Le service d’ordre est mis en place dans l’objectif que la manifestation autorisée se passe bien…elle protège le droit de manifester, d’exprimer des opinions en respectant les règles de l’exercice de ce droit.

Le droit de manifester n’est pas le droit de casser, piller…au contraire c'est le droit d'exprimer des convictions et toute liberté et sans violences.

 

LE POUVOIR A AUSSI ABUSÉ DU DROIT DE MANIFESTER EN UTILISANT LES CASSEURS POUR EXPOSER LE DÉSORDRE ET SUSCITER LA PEUR

C’est ce que nous avons tous vécu souvent dans le passé et récemment sur les médias pour les dernières manifestations lors de la phase 2 des Gilets Jaunes.

À Paris, du temps du Ministre de l’Intérieur CASTANER 5000 policiers furent face à 5000 manifestants…et le mobilier urbain volait, les voitures flambaient, les commerces et bureaux étaient dévastés, pillés : comme cela était prévu, le désordre prospérait. Le désordre s’installait. Pourtant, le rapport de force entre 5000 policiers et 5000 manifestants est très, très favorable aux forces de l’ordre…alors on ne peut expliquer pourquoi sur un espace dégagé, large comme les Champs Élysées le pillage, la destruction d’édifices… puissent être possible.

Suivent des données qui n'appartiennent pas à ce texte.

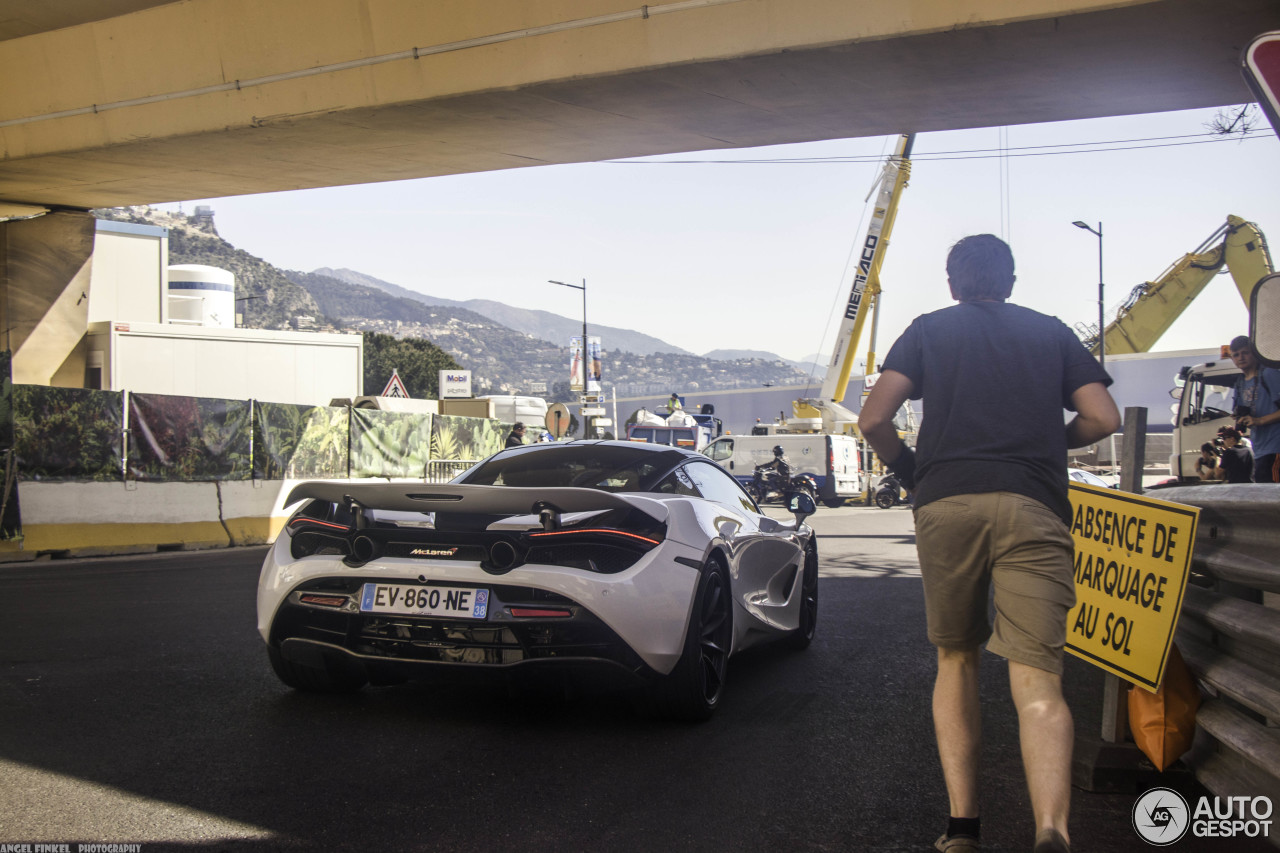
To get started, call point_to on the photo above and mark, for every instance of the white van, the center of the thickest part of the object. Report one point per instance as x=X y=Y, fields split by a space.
x=510 y=409
x=839 y=463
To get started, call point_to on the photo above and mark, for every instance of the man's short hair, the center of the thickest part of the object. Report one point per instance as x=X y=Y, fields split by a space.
x=981 y=267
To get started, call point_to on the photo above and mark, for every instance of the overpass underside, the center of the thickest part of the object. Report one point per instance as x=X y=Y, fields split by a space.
x=215 y=97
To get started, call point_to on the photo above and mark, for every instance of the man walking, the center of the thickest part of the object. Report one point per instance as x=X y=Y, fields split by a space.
x=992 y=512
x=1257 y=407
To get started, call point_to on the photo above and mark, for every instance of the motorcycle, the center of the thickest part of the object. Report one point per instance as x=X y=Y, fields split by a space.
x=767 y=486
x=888 y=493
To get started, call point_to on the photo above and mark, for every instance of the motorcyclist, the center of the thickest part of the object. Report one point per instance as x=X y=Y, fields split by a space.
x=778 y=469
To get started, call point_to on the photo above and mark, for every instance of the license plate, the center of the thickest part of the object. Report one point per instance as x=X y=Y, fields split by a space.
x=455 y=602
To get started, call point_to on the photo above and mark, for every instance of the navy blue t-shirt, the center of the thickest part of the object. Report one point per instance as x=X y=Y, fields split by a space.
x=995 y=379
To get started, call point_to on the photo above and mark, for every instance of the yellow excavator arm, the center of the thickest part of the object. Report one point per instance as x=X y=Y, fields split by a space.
x=1152 y=306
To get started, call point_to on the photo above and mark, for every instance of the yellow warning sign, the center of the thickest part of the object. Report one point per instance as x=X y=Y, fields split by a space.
x=1132 y=559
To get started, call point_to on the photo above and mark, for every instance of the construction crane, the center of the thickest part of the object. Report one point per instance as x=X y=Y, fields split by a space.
x=864 y=293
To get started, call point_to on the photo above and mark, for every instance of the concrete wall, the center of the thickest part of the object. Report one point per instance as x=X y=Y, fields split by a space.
x=45 y=269
x=91 y=519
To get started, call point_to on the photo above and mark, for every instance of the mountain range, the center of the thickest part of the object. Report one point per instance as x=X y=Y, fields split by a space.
x=508 y=350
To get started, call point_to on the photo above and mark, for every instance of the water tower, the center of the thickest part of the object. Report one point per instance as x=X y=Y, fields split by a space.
x=201 y=295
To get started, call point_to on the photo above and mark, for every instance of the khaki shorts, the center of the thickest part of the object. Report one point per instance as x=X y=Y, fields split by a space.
x=973 y=543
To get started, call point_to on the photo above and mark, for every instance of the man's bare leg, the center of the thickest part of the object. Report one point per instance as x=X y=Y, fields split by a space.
x=958 y=725
x=1047 y=738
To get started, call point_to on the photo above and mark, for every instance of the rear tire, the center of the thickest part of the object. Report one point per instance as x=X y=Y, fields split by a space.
x=310 y=679
x=694 y=688
x=803 y=635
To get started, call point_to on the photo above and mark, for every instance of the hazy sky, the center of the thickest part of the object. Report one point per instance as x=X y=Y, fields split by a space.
x=714 y=255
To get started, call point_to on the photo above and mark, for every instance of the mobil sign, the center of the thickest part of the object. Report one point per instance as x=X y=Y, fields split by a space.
x=1261 y=68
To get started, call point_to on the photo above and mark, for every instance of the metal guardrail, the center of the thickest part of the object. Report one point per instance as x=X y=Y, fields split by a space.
x=1229 y=634
x=442 y=470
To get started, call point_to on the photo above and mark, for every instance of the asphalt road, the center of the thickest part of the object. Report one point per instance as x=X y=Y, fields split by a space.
x=137 y=706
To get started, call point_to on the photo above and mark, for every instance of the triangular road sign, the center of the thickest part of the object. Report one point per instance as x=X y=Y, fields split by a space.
x=394 y=387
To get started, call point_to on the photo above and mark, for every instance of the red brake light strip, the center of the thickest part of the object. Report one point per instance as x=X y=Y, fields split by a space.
x=608 y=530
x=324 y=524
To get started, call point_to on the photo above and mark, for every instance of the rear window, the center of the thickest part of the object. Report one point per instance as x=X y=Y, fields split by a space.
x=668 y=436
x=606 y=468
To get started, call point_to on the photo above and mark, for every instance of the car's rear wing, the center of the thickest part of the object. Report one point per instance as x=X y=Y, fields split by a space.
x=484 y=500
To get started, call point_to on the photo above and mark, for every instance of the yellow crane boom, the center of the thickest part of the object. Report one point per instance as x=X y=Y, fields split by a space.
x=1152 y=306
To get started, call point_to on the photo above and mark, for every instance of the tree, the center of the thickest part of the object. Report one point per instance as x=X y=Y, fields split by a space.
x=417 y=361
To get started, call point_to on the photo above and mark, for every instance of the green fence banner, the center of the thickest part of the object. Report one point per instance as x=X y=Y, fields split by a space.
x=67 y=433
x=300 y=442
x=389 y=443
x=190 y=438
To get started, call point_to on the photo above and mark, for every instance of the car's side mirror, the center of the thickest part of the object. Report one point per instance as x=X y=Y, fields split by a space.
x=801 y=506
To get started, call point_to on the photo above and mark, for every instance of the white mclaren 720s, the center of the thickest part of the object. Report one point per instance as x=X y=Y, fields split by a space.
x=622 y=562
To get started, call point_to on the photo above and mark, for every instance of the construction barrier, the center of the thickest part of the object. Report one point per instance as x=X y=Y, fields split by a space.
x=1229 y=634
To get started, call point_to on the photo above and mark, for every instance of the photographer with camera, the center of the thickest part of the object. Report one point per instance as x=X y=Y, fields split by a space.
x=1235 y=463
x=1257 y=409
x=1206 y=466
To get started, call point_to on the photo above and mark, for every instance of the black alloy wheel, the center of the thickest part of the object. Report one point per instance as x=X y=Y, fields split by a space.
x=694 y=688
x=803 y=634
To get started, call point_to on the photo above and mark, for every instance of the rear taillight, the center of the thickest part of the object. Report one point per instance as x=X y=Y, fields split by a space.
x=581 y=533
x=539 y=612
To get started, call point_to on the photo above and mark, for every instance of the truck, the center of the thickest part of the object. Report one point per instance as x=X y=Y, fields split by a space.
x=840 y=464
x=1205 y=396
x=1203 y=406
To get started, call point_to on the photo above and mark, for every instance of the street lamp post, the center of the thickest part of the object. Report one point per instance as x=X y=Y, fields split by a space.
x=586 y=422
x=1102 y=325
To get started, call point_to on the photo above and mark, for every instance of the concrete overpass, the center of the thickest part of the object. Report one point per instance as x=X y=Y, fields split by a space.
x=108 y=103
x=124 y=101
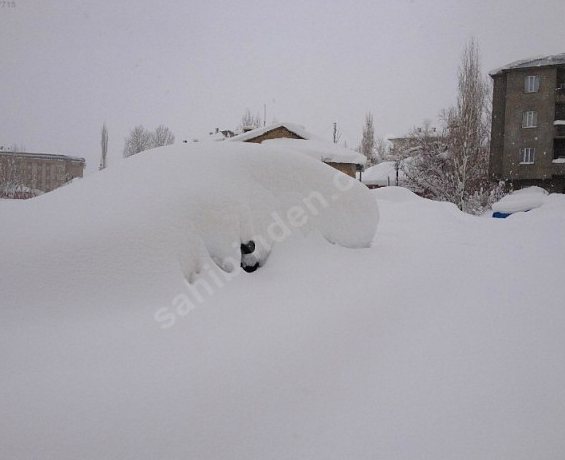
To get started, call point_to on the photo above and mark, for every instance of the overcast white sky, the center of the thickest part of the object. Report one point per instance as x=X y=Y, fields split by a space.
x=68 y=66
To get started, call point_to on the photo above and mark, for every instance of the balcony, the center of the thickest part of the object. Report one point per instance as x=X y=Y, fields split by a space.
x=559 y=132
x=560 y=93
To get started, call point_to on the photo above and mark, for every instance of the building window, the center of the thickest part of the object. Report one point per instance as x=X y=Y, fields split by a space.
x=531 y=84
x=527 y=155
x=530 y=119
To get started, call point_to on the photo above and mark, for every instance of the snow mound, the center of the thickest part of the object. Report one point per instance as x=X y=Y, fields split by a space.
x=382 y=174
x=395 y=194
x=521 y=200
x=180 y=205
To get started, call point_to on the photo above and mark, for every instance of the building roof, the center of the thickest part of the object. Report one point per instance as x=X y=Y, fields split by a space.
x=309 y=144
x=537 y=61
x=43 y=156
x=296 y=129
x=382 y=174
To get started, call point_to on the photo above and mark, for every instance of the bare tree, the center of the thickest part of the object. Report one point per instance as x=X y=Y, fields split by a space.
x=452 y=164
x=104 y=145
x=139 y=139
x=249 y=121
x=367 y=146
x=162 y=136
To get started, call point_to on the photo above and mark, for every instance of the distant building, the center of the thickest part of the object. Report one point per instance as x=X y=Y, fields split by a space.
x=295 y=137
x=528 y=123
x=23 y=175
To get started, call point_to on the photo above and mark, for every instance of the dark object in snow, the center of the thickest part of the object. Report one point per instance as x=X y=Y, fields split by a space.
x=247 y=248
x=248 y=262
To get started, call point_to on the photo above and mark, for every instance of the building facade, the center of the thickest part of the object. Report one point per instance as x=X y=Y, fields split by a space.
x=345 y=160
x=23 y=175
x=528 y=123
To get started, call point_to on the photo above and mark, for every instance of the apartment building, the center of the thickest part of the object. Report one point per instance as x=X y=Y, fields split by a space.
x=23 y=174
x=528 y=123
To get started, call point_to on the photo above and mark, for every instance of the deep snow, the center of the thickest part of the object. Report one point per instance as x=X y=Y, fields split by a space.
x=442 y=340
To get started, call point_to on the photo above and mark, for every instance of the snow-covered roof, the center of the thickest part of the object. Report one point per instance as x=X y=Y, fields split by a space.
x=296 y=129
x=310 y=144
x=382 y=174
x=319 y=149
x=521 y=200
x=42 y=156
x=537 y=61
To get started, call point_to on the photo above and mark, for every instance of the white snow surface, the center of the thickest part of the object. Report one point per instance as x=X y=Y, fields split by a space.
x=382 y=174
x=319 y=149
x=521 y=200
x=442 y=340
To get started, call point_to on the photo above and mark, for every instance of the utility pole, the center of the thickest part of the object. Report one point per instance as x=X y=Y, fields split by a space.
x=337 y=134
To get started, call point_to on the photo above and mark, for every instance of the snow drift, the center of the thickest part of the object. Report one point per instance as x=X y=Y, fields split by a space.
x=176 y=206
x=443 y=340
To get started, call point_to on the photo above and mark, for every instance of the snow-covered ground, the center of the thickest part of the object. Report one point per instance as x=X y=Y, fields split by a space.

Ces scènes ont bouleversé les français et déconsidéré les vrais purs Gilets Jaunes qui sont rentrés chez eux bernés par leurs extrémistes et par les promesses d’un Grand Débat National (début 2019) qui n’a débouché sur rien sauf sur le retour au calme.

 

UNE AGITATION AUTOUR DU DROIT DE MANIFESTER DEVENU DROIT DE PERTURBER L’ORDRE PUBLIC

L’abus d’une liberté tue cette liberté.

La situation actuelle est intolérable et des apprentis sorciers de tous bords polluent le débat.

Il n’y aurait pas de violences policières si les manifestations se déroulaient conformément à la loi.

Si les polices parisienne, nantaise, lyonnaise…sont débordées, c’est simplement une question de commandement et de formation dans toute la hiérarchie et une question de moyens. La police peut empêcher les trublions de rejoindre des lieux de rendez-vous en faisant du préventif…technique policière très connue et bien rodée. Il faut prévenir les affrontements chaque fois qu’il y a un soupçon de situation à risques.

Les organisateurs de manifestations se doivent de tout mettre en œuvre pour que l’ordre public soit respecté…s’ils n’y réussissent pas, leur responsabilité doit être mise en cause. Il faut, là aussi, que les magistrats soient assez indépendants et professionnels pour qu'ils puissent faire appliquer la loi.

L’ordre doit régner sans qu’il soit besoin de légiférer encore une fois ou de faire une nouvelle grand-messe du « Beauvau de la sécurité » de laquelle il sortira des promesses auxquelles personne ne croira.

 

Il faut surtout sauver la liberté de manifester même si les manifestants professionnels font tout pour l’étouffer.